If Kay said that large quantities of purified botulinum toxin had been found, that would be significant. It's difficult to purify the toxin from the bacteria (which produce the toxin in exceedinly small amounts), and there's no good reason to have lots of it. (Although it would not mean much if only small amounts of purified botulinum toxin were found anywhere--small amounts of the toxin are injected by doctors into patients for the treatment of chronic pain and wrinkles--that's what BoTox is.)

In other words, Kay was reaching for anything that might help the administration make its case, and this is the best he could do.
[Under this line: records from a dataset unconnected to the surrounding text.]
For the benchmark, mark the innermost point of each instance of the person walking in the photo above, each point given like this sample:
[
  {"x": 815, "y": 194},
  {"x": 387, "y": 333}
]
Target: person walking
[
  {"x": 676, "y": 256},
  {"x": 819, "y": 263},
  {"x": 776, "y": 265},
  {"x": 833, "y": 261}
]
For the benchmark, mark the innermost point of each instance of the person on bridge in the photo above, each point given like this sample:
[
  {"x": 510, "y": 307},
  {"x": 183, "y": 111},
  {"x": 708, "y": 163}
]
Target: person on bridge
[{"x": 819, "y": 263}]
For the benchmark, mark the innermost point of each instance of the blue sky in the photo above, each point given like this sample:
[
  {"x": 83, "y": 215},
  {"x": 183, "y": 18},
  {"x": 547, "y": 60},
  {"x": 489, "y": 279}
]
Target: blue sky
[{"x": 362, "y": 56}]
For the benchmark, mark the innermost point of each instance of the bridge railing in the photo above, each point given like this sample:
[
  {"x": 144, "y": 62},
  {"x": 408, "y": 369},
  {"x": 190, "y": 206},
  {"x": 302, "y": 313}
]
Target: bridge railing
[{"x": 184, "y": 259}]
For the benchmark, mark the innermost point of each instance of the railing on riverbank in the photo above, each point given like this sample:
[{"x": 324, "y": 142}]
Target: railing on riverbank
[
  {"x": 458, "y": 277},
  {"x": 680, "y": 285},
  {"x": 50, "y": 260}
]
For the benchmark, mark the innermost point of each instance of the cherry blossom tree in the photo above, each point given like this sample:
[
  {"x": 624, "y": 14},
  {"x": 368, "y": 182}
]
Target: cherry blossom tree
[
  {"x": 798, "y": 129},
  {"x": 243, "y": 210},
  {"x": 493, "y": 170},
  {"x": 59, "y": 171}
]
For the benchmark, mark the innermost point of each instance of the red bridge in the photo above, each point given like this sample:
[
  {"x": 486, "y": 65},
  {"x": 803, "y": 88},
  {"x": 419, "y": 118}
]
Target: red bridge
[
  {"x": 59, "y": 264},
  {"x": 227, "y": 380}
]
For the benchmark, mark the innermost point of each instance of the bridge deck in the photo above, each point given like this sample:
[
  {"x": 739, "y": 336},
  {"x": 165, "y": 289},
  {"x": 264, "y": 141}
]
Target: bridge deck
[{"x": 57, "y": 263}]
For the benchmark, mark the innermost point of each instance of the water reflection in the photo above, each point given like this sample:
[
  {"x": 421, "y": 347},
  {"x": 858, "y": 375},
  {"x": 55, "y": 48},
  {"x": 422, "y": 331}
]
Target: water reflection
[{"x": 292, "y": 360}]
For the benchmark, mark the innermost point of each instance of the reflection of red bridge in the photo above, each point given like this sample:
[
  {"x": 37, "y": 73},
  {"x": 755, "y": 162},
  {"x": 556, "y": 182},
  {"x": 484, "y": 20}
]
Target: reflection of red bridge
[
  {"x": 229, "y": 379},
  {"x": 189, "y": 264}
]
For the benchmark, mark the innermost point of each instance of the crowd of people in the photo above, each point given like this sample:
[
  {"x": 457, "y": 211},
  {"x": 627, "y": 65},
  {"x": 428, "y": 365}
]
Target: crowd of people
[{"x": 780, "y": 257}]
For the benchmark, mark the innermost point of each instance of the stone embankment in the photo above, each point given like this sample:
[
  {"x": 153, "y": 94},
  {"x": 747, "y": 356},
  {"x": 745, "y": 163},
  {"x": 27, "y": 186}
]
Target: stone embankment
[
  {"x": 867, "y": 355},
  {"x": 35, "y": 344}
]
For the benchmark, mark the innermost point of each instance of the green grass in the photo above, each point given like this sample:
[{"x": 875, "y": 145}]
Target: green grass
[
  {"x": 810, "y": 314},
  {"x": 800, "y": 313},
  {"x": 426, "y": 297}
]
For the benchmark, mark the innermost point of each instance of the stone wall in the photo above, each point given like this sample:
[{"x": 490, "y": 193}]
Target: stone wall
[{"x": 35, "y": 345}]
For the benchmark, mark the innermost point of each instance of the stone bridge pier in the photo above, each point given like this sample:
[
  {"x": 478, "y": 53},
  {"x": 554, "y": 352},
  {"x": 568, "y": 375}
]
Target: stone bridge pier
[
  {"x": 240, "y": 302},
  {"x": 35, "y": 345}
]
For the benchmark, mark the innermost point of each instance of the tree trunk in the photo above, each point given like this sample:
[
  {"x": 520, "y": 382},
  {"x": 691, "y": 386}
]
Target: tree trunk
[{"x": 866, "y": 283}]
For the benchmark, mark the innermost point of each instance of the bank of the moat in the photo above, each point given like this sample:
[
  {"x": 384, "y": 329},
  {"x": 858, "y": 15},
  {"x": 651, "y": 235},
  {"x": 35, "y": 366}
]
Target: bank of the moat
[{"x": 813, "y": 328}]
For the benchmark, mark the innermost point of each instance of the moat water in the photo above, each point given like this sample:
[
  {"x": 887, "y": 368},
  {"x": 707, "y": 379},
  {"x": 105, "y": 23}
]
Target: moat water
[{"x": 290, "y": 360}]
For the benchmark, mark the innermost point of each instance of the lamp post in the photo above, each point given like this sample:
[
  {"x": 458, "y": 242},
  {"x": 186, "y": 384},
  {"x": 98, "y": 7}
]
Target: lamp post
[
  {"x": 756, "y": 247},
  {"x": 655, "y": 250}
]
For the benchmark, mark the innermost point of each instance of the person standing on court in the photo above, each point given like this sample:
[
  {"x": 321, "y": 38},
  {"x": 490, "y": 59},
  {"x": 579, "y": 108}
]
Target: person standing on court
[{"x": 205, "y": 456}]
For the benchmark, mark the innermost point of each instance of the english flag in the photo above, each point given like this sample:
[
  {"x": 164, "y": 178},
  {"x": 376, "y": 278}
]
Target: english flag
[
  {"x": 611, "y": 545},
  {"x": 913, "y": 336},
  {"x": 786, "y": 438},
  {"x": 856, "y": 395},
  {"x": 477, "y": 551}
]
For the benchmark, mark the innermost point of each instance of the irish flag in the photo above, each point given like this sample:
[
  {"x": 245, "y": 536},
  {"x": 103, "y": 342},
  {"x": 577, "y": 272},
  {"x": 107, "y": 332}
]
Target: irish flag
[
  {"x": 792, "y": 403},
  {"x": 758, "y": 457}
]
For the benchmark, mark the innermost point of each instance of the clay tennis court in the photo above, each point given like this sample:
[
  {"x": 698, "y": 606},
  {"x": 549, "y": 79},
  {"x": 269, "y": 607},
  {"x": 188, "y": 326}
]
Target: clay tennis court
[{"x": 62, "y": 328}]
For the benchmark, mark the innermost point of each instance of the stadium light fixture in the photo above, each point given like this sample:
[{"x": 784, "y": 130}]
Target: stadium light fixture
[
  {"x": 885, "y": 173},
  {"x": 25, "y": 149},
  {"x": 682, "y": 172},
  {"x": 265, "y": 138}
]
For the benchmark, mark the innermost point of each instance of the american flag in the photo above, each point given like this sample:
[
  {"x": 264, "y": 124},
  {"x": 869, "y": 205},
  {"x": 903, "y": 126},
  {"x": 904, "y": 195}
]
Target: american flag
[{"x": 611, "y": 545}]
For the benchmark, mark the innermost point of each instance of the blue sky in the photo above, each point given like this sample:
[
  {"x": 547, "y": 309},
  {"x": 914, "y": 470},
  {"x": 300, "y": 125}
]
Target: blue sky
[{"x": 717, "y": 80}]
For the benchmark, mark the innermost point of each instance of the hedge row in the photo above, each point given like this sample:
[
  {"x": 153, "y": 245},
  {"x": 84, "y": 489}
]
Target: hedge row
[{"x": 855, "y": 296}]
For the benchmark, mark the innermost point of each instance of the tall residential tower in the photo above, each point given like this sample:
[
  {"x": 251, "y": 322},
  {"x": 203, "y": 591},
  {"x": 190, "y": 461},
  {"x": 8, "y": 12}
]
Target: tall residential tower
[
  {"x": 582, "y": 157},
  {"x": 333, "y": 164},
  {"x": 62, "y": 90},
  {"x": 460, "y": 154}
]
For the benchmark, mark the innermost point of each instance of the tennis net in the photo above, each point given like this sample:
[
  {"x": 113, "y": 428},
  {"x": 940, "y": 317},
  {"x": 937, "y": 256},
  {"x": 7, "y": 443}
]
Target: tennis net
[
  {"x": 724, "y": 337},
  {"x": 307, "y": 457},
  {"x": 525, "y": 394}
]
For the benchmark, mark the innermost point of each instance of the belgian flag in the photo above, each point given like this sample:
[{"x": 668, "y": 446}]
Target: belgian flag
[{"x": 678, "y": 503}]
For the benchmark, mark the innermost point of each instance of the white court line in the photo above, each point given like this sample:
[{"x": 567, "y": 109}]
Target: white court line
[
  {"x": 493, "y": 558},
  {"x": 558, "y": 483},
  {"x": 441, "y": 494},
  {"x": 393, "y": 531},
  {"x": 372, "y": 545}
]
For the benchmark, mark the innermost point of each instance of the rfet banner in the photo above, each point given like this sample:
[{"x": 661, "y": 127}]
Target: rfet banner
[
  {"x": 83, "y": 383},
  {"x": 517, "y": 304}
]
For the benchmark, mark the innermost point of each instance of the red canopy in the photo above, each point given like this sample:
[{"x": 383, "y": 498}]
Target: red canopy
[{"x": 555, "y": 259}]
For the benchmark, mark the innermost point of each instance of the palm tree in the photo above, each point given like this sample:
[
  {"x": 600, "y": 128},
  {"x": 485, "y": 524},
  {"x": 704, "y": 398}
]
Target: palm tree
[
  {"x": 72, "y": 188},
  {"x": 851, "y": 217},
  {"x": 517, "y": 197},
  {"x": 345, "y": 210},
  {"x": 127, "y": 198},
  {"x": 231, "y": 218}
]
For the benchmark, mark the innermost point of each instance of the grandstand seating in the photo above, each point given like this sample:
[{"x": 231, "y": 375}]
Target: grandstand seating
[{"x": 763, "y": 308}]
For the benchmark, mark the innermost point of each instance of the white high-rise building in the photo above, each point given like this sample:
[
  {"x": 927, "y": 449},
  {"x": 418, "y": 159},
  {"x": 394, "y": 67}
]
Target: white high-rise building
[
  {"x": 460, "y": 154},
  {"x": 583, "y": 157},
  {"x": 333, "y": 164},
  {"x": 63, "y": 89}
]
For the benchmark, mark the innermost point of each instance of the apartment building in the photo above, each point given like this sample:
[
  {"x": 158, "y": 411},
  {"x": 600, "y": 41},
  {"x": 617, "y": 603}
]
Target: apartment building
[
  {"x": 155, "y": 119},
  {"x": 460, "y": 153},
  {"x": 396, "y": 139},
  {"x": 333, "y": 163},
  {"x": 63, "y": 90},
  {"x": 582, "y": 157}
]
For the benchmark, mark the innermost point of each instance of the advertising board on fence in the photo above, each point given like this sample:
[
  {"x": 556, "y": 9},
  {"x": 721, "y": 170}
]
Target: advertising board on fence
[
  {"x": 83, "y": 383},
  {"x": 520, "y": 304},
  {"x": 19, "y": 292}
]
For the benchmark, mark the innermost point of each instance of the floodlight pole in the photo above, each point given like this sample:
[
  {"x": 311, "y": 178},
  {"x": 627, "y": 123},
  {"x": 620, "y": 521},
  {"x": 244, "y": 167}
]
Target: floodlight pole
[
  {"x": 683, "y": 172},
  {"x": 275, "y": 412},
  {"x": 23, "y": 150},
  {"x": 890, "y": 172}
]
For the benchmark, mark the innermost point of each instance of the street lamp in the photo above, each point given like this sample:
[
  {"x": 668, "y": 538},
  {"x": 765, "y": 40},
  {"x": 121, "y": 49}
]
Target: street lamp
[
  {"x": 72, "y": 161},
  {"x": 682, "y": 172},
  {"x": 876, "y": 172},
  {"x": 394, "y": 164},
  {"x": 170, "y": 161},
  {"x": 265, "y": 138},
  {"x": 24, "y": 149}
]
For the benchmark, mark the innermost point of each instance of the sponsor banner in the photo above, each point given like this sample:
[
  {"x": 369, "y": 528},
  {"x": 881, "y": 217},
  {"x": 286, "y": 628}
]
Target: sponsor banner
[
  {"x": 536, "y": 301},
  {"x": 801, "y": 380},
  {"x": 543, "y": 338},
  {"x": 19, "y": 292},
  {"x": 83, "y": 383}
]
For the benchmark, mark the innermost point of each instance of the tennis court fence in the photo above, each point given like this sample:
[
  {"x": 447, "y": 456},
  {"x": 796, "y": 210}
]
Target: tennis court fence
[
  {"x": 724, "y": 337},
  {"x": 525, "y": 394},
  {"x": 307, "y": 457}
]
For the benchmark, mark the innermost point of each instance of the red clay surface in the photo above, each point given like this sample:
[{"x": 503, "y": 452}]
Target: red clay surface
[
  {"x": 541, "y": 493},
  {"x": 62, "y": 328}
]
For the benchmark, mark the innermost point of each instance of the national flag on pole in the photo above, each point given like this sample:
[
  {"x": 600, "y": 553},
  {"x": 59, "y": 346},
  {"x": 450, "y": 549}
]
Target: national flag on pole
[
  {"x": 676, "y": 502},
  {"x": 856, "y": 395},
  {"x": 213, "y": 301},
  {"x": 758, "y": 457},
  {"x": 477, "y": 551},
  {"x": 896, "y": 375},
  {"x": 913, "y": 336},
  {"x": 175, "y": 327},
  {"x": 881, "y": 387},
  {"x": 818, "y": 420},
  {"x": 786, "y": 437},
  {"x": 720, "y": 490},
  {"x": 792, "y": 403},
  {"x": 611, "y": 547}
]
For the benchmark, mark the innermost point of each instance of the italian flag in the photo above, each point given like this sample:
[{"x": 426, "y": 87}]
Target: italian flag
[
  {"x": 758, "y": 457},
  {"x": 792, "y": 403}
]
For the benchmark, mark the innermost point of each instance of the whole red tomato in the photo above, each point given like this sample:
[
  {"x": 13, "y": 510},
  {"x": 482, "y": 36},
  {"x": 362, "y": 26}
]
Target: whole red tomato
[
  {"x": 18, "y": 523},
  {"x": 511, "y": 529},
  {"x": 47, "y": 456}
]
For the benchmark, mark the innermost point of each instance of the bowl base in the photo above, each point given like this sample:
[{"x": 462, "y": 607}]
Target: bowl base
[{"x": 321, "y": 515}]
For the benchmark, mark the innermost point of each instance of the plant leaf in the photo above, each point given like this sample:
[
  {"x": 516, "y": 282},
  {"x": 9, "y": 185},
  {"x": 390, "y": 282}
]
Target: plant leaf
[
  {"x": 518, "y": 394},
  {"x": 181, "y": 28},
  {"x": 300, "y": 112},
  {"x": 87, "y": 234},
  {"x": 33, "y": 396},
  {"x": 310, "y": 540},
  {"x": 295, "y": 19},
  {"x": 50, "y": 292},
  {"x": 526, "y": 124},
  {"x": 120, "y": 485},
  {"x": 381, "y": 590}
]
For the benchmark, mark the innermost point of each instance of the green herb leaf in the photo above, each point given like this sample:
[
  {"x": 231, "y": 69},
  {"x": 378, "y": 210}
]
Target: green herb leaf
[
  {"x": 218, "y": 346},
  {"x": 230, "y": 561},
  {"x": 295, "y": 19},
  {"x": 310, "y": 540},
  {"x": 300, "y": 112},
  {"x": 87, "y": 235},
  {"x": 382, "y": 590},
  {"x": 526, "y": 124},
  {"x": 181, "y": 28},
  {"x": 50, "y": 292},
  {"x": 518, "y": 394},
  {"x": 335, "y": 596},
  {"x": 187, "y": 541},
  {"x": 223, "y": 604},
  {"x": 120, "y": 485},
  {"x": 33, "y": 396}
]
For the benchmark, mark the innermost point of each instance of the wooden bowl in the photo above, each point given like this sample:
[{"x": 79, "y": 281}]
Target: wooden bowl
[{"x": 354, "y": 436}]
Update: There's more to RR's email that I omitted since I couldn't find any references to Bush's speech. Now that Bush's words are being circulated, I offer the rest:

Anyhoo, notice the parsing of words--Bush emphasizes "live strains" and "bacteria", not just because "live strains" sounds scary, but because it is, I am sure, technically true. But that claim is also probably technically true of any American backyard, and thus is completely meaningless.

Perhaps Bush misspoke, and really meant "large quantities of botulinum toxin." If that's what Kay & Co. found, and that's what it says in the report, that means something. But what Bush actually said is meaningless.